Thank you @kporter. Understood.

So what’s the expected behavior for read during migration? Suppose we’re in the ‘Strong consistency’ mode, and there are continuous writes during migration. For example,

1 initial state-> Cv1m Bv1p. In this state, will B serve read?

2 Adding a node A-> Cv2m Bv1 Av2s. So when adding a node A, let’s suppose that the master replica will be migrated to A. So A becomes a subset and B becomes ‘non-replica’, right? In this phase, when reading a record in ‘strong consistency’ mode, how the duplicate resolve is performed? Because there may be old data in Bv1(e.g. k1->v1) and new data(e.g. k1->v2) in Cv2m and Av2s. How can the client be assured to read the value v2 instead of v1?

B can serve a read in this state. By default all reads go the the master, but the client can be configured to read from the replicas. Reading from replicas means your reads will not be linearizable. We call this mode ‘relaxed consistency’. Though it is possible to implement these reads to preserve sequential consistency, presently it doesn’t do that either; we have a plan to make these reads sequentially consistent so expect this to change. If you aren’t familiar with these terms, linearizable basically means that successive reads for a particular record performed by many client processes cannot read an older value then what the previous read form any client has returned. Sequential (I like to think of as “session”) consistency mean that a particular client may not read an older version of a record the it has already read but that read may be older than another client process prior read.

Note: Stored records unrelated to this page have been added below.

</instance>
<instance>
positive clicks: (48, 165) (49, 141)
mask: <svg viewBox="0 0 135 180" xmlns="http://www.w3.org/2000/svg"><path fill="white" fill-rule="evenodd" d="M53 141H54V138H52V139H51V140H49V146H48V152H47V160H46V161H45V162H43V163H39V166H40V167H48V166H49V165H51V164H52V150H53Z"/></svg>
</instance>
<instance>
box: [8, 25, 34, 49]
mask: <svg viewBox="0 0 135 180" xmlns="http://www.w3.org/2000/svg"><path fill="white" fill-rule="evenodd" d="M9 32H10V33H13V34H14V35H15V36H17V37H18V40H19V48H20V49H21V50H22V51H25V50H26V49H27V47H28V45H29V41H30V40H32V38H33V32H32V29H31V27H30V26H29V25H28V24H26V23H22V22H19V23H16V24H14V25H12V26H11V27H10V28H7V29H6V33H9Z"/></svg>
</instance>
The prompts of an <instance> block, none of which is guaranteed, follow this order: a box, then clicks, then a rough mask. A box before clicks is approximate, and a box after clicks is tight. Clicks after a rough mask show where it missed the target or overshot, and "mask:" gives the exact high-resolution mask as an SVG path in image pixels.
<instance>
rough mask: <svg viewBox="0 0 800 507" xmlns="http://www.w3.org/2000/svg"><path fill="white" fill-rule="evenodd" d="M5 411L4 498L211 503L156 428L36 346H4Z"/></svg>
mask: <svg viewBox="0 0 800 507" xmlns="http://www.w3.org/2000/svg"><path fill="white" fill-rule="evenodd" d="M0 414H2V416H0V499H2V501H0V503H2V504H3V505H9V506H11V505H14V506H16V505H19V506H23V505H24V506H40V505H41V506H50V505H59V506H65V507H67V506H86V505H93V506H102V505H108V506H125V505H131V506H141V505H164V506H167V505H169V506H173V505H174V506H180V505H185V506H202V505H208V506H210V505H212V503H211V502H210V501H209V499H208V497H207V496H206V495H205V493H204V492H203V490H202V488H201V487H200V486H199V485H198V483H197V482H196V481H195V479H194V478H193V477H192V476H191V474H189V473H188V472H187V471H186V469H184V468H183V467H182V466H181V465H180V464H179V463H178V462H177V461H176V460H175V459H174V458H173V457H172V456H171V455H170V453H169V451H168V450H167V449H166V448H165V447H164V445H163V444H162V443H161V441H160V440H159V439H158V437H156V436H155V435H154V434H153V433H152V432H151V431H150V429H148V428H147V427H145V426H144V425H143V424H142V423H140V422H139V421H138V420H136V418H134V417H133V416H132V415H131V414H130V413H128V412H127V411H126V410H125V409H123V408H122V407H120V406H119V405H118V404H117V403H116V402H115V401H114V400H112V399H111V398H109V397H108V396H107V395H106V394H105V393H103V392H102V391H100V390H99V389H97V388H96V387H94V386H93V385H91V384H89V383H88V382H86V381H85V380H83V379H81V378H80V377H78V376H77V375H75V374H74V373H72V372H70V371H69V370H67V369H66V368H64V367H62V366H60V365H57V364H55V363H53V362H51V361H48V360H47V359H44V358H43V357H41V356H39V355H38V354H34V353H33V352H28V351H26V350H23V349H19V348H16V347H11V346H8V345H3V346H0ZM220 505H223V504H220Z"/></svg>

The order you list the nodes is important. For a particular cluster membership/configuration each partition generates a particular node succession ordering. The first element is designated ‘final-master’ the following replication-factor - 1 elements are ‘proles’ (aka non-master-replicas) and any remaining nodes with data are ‘non-replicas’.

So I believe you are describing A coming in as a replica:

# The version sequence will enter re-balance as:
Cv1m A Bv1p
# The versions will advance to:
Cv2m Av2s Bv2s

In this state, duplicate resolution is not necessary since both A and B are subsets of C. During this time any reads that where targeting B will be proxyeed to C.